The court denied the plaintiffs motion for summary judgment.
The plaintiffs statement of issues contained a third issue: “Did the trial court err in concluding that there was no genuine issue of material fact as to the defendant and plaintiffs motion and cross motion for summary judgment?” The plaintiff failed to brief this issue. We will not consider a claim not briefed. Jones v. Ippoliti, 52 Conn. App. 199, 201 n.4, 727 A.2d 713 (1999). The plaintiffs sole reference to this issue is in its reply brief and in a brief paragraph in its principal brief, without analysis.

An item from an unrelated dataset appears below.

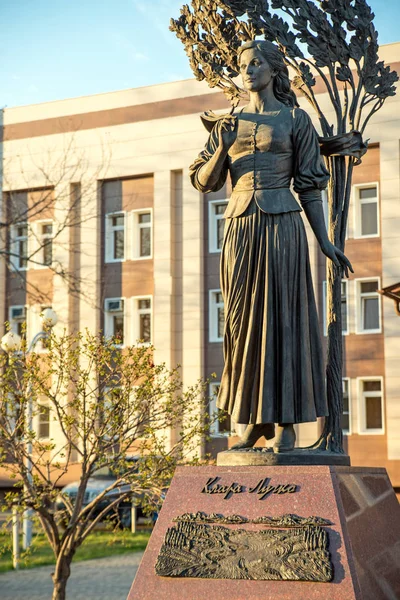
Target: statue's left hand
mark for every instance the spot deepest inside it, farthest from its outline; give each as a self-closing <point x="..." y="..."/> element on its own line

General Statutes § 49-37 (a) provides: “Whenever any mechanic’s lien has been placed upon any real estate pursuant to sections 49-33, 49-34 and 49-35, the owner of that real estate, or any person interested in it, may make an application to any judge of the Superior Court that the lien be dissolved upon the substitution of a bond with surety, and the judge shall order reasonable notice to be given to the lienor of the application. If the lienor is not a resident of the state, the judge may order notice to be given by publication, registered or certified letter or personal service. If the judge is satisfied that the applicant in good faith intends to contest the lien, he shall,
The parties agree that the defendant, as surety, was not a party to the arbitration proceedings.
The plaintiff claimed during oral argument that as a common-law bond, the one year statute of limitation was inapplicable to an action brought to collect on it as a security. Even if the bond was not statutory, an action might be time barred even by a six year statute of limitation, unless the statute ran from the date that the arbitration award was confirmed by the Superior Court.